Scott Murawski (Max Creek):
I would want to play on "Help/Slip/Franklin’s." The reason why is because I feel that this composition, as well as some of the other Blues for Allah material, represents the most collaborative work of the Dead. To my ears (which have been completely shot for years!), it seems like you can hear the influences of all of them in each piece, more so than on any of their other recordings except for maybe the very early stuff. I also feel that Garcia’s guitar work is some of the edgiest, and at the same time, technically complex, that I’ve heard on any of the recordings. And I like that! Besides, I think it would be a total BLAST to blow over the "Slipknot" jam!!

Stephen Malkmus (Pavement, The Jicks):
I’d like to work out "That’s it for the Other One" off Anthem of the Sun (and Two From the Vault)we could all get out of our heads in that west-coast peace-jam style.

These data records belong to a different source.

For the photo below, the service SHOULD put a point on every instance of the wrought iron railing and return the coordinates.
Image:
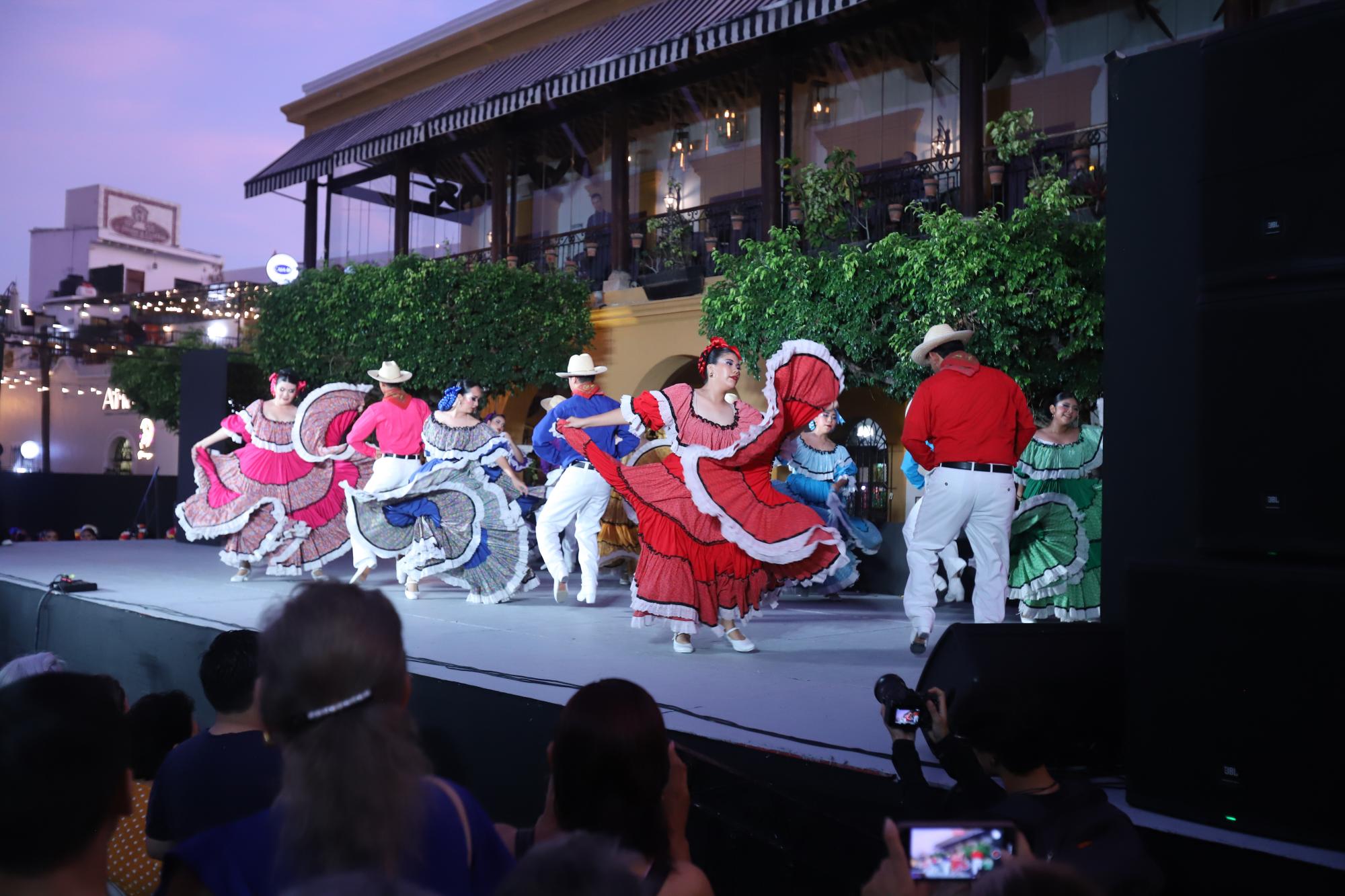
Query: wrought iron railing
(715, 227)
(1082, 158)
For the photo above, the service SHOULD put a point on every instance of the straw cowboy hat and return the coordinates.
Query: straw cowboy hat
(391, 373)
(938, 335)
(582, 366)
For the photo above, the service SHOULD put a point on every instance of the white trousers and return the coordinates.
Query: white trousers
(961, 499)
(953, 561)
(579, 497)
(388, 473)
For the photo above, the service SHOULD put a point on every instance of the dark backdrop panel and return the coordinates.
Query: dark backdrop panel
(205, 377)
(1153, 272)
(68, 501)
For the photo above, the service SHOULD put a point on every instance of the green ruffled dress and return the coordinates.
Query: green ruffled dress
(1055, 544)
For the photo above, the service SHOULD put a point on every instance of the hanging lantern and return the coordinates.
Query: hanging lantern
(821, 104)
(730, 126)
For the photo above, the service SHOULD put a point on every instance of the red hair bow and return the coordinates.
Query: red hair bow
(718, 342)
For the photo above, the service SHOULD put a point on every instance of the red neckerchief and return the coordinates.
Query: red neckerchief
(964, 362)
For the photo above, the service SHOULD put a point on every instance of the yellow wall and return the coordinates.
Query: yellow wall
(644, 343)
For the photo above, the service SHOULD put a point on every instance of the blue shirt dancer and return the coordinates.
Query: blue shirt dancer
(580, 494)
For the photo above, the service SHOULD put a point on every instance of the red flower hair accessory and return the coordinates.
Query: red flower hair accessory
(299, 386)
(718, 342)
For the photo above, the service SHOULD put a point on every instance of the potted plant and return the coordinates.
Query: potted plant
(668, 261)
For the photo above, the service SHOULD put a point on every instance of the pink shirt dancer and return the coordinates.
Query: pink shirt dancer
(397, 420)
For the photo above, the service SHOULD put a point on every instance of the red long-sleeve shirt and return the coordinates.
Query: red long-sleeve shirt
(970, 413)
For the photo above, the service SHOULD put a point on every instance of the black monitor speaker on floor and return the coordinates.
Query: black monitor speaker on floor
(1235, 681)
(1074, 669)
(204, 396)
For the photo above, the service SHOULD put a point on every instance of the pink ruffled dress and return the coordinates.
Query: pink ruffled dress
(279, 501)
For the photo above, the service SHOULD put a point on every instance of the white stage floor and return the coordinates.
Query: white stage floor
(812, 677)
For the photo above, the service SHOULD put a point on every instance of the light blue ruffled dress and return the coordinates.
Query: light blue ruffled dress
(812, 474)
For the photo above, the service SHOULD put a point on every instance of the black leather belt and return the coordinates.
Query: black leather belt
(968, 464)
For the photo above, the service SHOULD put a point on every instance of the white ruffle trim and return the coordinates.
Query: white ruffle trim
(258, 440)
(306, 405)
(1055, 580)
(1069, 473)
(779, 553)
(1063, 614)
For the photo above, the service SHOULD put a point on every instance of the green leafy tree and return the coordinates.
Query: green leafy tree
(504, 327)
(153, 377)
(1031, 286)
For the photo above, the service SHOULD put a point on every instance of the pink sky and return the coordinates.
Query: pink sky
(180, 101)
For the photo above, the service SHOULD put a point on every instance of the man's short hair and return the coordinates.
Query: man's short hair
(948, 349)
(229, 670)
(63, 770)
(578, 865)
(1004, 721)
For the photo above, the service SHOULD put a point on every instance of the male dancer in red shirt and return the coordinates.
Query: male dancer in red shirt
(978, 421)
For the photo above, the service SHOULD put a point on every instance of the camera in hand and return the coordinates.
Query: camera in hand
(957, 850)
(906, 706)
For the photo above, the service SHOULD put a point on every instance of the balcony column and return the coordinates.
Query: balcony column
(972, 107)
(311, 224)
(619, 150)
(403, 209)
(769, 84)
(500, 193)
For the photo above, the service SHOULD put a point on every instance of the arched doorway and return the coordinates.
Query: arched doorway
(868, 446)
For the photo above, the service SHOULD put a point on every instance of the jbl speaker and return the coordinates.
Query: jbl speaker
(1075, 669)
(1235, 678)
(1272, 290)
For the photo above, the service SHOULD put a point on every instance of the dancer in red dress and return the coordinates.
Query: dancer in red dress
(715, 536)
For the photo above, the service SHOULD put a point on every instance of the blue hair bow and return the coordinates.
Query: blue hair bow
(450, 397)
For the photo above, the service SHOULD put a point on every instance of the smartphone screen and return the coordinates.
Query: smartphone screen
(956, 853)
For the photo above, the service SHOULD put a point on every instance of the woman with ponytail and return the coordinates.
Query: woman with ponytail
(461, 516)
(279, 497)
(358, 797)
(715, 536)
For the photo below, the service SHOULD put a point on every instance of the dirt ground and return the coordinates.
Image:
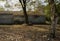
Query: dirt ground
(27, 33)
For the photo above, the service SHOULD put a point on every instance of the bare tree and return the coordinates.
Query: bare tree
(54, 18)
(24, 3)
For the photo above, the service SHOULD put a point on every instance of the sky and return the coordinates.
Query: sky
(12, 3)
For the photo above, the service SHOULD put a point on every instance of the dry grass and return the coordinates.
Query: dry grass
(26, 33)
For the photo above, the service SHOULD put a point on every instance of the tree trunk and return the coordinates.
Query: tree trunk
(54, 18)
(25, 15)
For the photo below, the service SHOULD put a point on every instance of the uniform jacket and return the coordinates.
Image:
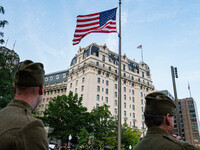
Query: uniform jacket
(19, 130)
(158, 139)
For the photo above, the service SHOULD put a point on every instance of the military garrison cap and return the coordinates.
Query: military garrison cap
(29, 74)
(158, 103)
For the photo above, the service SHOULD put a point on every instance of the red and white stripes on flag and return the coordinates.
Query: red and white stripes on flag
(104, 22)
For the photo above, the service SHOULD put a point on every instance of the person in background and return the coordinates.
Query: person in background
(19, 130)
(159, 118)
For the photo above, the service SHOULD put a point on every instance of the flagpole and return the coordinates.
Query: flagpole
(142, 54)
(189, 89)
(6, 42)
(119, 83)
(14, 45)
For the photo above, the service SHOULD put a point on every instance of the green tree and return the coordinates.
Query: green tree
(105, 128)
(130, 136)
(2, 24)
(7, 71)
(83, 138)
(66, 115)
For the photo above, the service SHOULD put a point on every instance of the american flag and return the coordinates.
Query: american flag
(104, 22)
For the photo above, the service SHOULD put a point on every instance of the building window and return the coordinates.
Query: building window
(124, 105)
(133, 100)
(83, 80)
(106, 91)
(115, 94)
(132, 78)
(115, 102)
(98, 88)
(115, 110)
(132, 84)
(98, 80)
(82, 88)
(115, 86)
(124, 67)
(133, 115)
(133, 107)
(124, 113)
(124, 81)
(103, 58)
(97, 97)
(97, 105)
(70, 85)
(133, 124)
(106, 99)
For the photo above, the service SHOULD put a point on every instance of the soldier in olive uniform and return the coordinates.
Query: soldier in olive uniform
(18, 129)
(159, 118)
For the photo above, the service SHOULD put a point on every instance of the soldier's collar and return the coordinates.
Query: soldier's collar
(156, 130)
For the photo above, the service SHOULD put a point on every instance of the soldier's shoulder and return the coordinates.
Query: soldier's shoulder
(179, 143)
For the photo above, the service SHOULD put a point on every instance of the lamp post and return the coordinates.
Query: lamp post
(70, 137)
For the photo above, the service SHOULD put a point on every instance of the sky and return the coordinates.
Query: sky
(168, 30)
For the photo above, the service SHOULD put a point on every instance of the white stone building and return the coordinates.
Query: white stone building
(93, 74)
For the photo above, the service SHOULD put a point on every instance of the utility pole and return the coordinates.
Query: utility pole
(175, 75)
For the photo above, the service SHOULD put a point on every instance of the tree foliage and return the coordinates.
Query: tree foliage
(130, 136)
(104, 127)
(2, 24)
(7, 71)
(67, 116)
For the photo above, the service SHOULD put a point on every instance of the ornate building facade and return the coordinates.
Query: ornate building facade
(93, 75)
(12, 57)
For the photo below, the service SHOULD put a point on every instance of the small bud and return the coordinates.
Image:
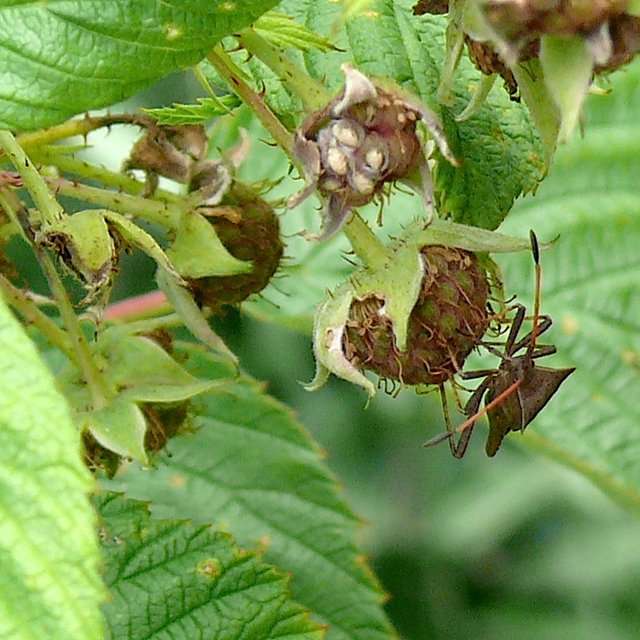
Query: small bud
(348, 133)
(368, 136)
(336, 161)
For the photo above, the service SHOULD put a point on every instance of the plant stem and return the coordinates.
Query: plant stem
(365, 244)
(48, 207)
(60, 132)
(225, 66)
(164, 213)
(100, 392)
(70, 164)
(32, 315)
(313, 95)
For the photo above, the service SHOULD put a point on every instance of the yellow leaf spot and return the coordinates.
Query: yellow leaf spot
(177, 481)
(209, 568)
(570, 325)
(172, 32)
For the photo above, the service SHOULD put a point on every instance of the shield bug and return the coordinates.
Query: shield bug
(518, 389)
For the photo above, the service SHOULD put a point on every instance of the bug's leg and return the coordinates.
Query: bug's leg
(516, 325)
(544, 323)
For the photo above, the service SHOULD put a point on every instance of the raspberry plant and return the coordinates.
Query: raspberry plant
(151, 487)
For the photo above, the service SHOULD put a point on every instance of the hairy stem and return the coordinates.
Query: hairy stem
(164, 213)
(234, 76)
(100, 392)
(48, 207)
(312, 94)
(32, 315)
(365, 244)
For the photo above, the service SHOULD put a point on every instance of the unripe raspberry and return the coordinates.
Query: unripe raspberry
(363, 140)
(447, 322)
(250, 232)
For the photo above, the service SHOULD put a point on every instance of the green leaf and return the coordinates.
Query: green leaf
(120, 427)
(215, 590)
(251, 469)
(591, 277)
(206, 109)
(284, 32)
(567, 63)
(49, 585)
(197, 252)
(143, 371)
(502, 155)
(60, 58)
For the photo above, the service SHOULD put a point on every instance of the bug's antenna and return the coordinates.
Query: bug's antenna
(535, 249)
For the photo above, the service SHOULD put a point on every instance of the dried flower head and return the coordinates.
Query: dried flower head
(359, 142)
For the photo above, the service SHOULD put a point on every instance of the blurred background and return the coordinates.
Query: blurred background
(510, 547)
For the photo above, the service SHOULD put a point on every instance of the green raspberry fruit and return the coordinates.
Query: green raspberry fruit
(447, 322)
(251, 232)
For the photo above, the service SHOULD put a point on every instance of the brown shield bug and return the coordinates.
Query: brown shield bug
(518, 389)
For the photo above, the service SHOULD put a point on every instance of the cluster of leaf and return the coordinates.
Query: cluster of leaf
(189, 550)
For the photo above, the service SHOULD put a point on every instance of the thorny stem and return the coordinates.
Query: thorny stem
(70, 164)
(166, 214)
(100, 392)
(365, 244)
(32, 315)
(63, 131)
(48, 207)
(79, 127)
(51, 211)
(225, 66)
(312, 94)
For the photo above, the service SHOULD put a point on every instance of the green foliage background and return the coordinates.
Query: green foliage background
(516, 546)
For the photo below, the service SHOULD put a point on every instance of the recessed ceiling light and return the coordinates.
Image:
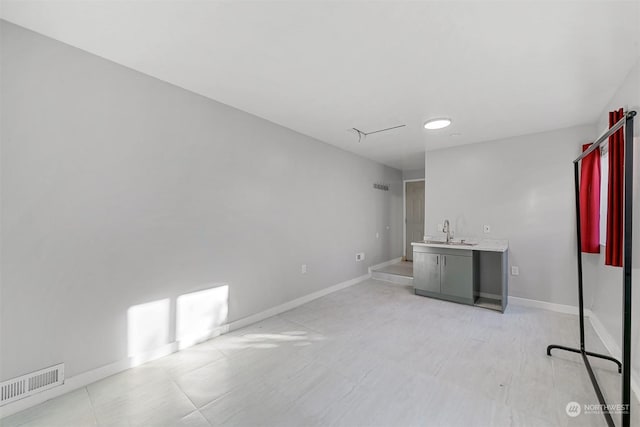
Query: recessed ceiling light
(437, 123)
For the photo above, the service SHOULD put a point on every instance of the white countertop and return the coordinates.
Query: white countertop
(492, 245)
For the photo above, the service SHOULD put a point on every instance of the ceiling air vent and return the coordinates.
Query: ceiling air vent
(35, 382)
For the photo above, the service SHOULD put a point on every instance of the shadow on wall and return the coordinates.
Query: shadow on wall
(199, 316)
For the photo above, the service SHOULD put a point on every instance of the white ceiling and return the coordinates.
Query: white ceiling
(499, 69)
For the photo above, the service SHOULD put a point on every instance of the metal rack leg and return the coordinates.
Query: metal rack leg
(588, 353)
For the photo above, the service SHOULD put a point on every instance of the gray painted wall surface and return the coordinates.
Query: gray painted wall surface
(119, 189)
(523, 188)
(413, 174)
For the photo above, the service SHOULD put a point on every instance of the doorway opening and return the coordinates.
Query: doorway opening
(413, 195)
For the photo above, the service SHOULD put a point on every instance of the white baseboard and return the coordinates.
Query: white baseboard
(614, 349)
(558, 308)
(89, 377)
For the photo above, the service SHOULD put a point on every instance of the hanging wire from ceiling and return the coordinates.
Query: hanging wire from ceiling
(362, 134)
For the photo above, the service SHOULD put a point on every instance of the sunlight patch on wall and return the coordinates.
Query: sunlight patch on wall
(147, 329)
(199, 315)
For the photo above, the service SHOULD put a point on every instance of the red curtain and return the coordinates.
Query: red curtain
(590, 201)
(613, 249)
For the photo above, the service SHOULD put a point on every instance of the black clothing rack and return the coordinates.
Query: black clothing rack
(624, 368)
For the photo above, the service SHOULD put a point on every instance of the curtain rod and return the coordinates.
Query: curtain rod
(606, 135)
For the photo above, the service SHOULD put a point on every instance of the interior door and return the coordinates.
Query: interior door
(414, 205)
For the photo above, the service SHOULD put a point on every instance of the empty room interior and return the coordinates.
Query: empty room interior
(319, 213)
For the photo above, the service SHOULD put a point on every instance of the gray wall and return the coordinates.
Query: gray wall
(604, 282)
(523, 188)
(413, 174)
(119, 189)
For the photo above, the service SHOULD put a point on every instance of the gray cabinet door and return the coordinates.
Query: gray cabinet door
(457, 276)
(426, 271)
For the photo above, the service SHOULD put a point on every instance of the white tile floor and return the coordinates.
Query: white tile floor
(373, 354)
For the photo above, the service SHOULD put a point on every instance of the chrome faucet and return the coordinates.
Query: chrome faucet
(447, 229)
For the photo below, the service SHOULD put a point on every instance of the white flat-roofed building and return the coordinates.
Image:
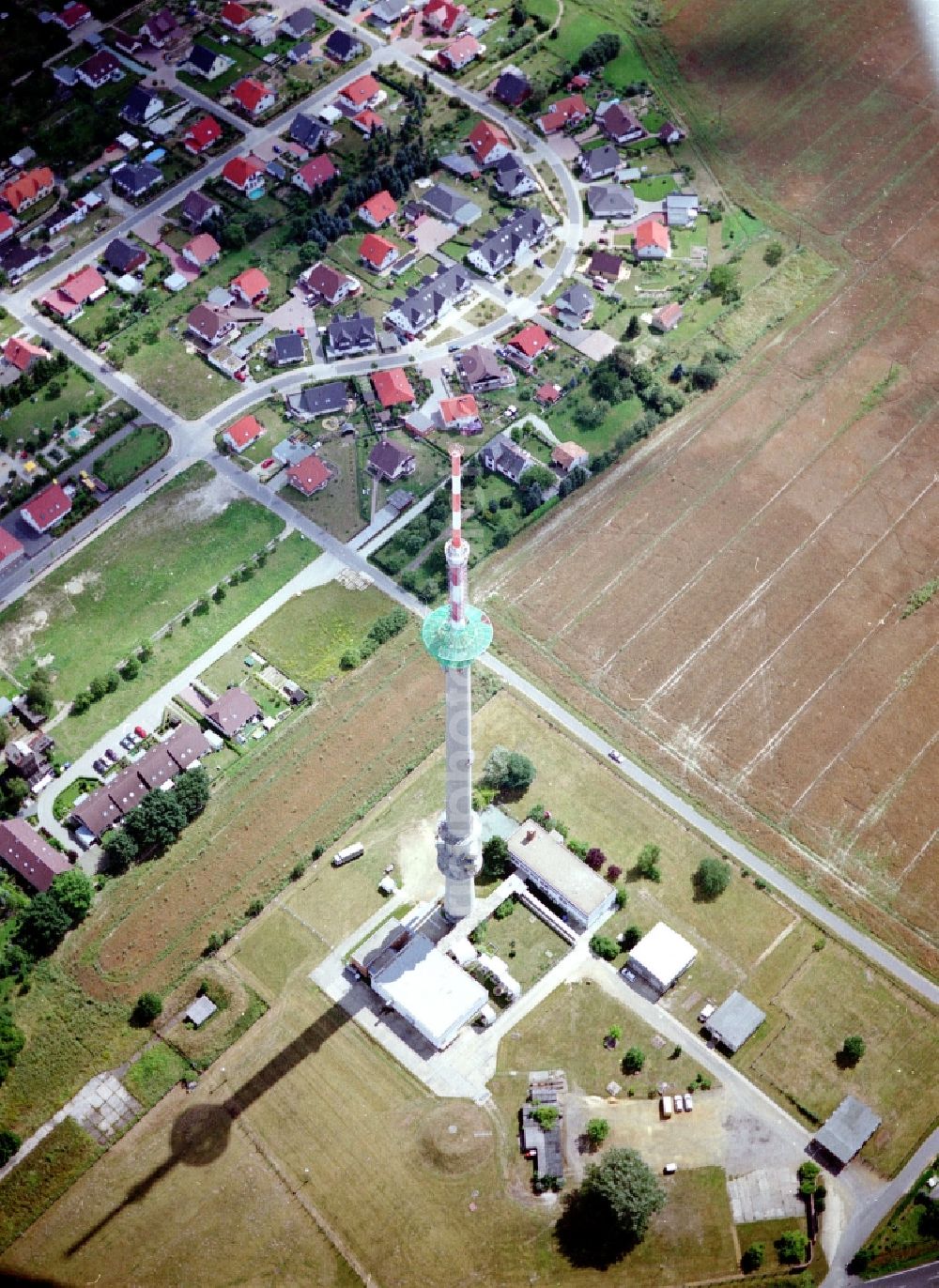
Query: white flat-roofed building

Garcia keeps it pretty bluesy on this one. The meandering seems to have a point top tune!!!

Tom Hamilton (Brothers Past):
"Terrapin Station," hands down. A beautiful composition that presents a great challenge. The original studio version sounds nice, but very "produced" and sterile. After The Dead took this beast on the road, "Terrapin" reached certain emotional peaks and connections that the recorded version could not touch. I’d take the bull by the horns to bring that honesty and intensity into the studio and hope to come out with a more emotional and modern masterpiece that captures the potential of this song.